Alors furieux, dans un même élan, les rapaces se ruent sur le pauvre riche …

Dans une nuée de poussière aurifère, couleur d'orange sanguine, et partout des giclées d'or liquide tous se livrent à une incroyable curée.

Dans la mêlée, on se bouscule, on se dispute. Chacun veut sa part de l'Humanoïde d'Or.

On arrache. À qui un bras ! À qui une main ! À qui un pied ! En voilà un qui brandit son trophée, un scalpe d'or!…Mais ça ne leur suffit pas…À présent on le décapite, puis on extirpe les yeux et on exhibe. À qui un globe rutilant …À qui deux billes d'or dans le creux de la main.

Enfin, les plus malchanceux se contenteront d'une poignée d'osselets…en or massif tout de même !

*~♣~*

Depuis le début de cette aventure, Julien Dupré, aveuglé par l'appât du gain, a tout occulté. Jamais il n'a eu le sentiment de servir de cobaye. Même quand, après avoir été manipulé par l'opératrice dans la cabine, la présence d'un corps étranger, sous la peau, derrière son oreille ne l'a pas inquiété. Il n'a pas posé de question.

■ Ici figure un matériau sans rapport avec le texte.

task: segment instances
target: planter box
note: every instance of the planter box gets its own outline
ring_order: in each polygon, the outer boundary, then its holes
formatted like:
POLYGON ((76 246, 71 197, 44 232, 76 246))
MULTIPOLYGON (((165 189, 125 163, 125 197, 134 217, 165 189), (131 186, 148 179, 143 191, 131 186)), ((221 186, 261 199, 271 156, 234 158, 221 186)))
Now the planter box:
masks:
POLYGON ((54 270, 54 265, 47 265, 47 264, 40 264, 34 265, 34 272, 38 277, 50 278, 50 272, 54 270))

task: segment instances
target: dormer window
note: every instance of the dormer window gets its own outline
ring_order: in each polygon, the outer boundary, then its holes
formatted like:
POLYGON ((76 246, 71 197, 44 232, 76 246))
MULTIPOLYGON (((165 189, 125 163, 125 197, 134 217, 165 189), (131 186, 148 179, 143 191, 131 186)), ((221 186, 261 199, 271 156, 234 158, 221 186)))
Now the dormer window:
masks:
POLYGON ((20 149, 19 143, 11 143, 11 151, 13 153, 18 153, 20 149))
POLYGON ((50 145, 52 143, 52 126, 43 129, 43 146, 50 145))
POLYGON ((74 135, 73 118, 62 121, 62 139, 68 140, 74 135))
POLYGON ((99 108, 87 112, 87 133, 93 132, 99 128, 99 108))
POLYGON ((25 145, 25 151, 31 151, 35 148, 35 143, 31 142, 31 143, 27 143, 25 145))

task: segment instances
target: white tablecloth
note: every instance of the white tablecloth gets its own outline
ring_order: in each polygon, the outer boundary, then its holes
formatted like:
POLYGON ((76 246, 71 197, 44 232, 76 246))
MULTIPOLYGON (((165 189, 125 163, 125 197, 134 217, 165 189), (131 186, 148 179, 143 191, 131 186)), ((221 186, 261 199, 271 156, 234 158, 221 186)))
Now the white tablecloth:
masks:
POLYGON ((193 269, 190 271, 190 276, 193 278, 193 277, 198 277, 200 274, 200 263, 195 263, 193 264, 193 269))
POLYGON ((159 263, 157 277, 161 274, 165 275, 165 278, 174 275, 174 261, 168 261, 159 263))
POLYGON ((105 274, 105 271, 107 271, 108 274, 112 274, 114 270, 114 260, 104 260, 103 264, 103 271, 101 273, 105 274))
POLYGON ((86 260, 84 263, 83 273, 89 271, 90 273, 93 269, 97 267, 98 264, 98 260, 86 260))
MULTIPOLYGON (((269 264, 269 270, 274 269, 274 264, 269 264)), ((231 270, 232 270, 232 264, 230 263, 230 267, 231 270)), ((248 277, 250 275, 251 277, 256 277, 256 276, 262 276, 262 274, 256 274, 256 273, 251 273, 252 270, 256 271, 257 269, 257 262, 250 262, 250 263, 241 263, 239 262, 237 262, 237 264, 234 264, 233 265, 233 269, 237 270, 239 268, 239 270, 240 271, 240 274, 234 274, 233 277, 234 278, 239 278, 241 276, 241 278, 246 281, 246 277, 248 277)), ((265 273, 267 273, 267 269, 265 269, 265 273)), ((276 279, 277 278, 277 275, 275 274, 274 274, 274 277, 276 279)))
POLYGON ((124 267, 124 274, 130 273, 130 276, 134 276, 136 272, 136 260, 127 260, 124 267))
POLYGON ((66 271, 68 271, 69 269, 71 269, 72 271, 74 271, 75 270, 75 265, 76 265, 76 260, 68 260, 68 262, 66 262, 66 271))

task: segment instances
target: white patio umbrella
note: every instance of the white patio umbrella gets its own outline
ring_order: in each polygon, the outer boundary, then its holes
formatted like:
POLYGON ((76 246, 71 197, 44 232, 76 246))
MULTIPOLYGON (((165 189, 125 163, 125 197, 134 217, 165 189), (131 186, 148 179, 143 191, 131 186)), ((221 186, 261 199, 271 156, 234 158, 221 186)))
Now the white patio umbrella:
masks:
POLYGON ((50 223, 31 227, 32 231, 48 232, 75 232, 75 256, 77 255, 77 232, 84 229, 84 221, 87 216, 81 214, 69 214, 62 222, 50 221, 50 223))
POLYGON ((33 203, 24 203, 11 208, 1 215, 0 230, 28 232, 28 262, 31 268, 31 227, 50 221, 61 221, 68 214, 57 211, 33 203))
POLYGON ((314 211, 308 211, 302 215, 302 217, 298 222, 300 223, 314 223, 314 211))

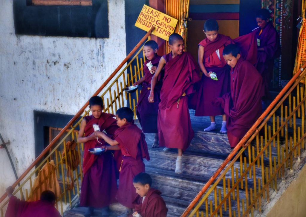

Ce qu'il ne sait toujours pas :

Primo, que cette puce a contrôlé toutes les étapes du processus de la métamorphose auquel il a été soumis.

Secundo, qu'elle est programmée pour être inactive dès lors qu'elle n'est plus dans l'organisme. Le processus se déroulant alors à rebours.

~♦~

Julien Dupré - enfin, ce qu'il en reste… un être inconsistant, mais conscient de son schéma corporel et bien vivant tout de même ! - a refermé la porte derrière la meute.

Ils ont tout emporté : l'or, et avec l'or la fameuse puce…

Soulagé d'un grand poids, du précieux métal certes, mais sa liberté, retrouvée, le jeune homme reprend enfin goût à la vie.

Déjà il ressent des fourmillements dans la plante des pieds, les mollets, les cuisses… puis des crampes, dans la paume des mains, les avants bras, les bras…et un relâchement des masséters.

Au fur et à mesure, Julien Dupré retrouve sa forme humaine…

~♦~

À présent, confortablement installé dans son canapé, le jeune homme sirote un bon vieux whisky et fume un petit joint… Ses paupières deviennent de plus en plus lourdes. Peu à peu, il sombre dans un profond sommeil. À présent, il rêve…


~♣~

Un nuage sombre. Des rapaces qui s'éloignent avec dans leurs serres des lingots d'or…

Une porte se referme…

Sur un parquet poudré d'or, épars, un ruban noir. Celui


de son catogan…

Et flottant dans la pièce, une silhouette : Un chapeau, il reconnait son Fedora ! Sa chemise aux manches retroussées, sa cravate, son jean et ses mocassins vernis…

Léger, léger, léger, le golden boy fou de joie danse ! Danse ! Danse encore et encore…


Mais soudain, apparait un ciel empourpré. Des rapaces le traversent avec dans leurs serres des lambeaux rouge sang.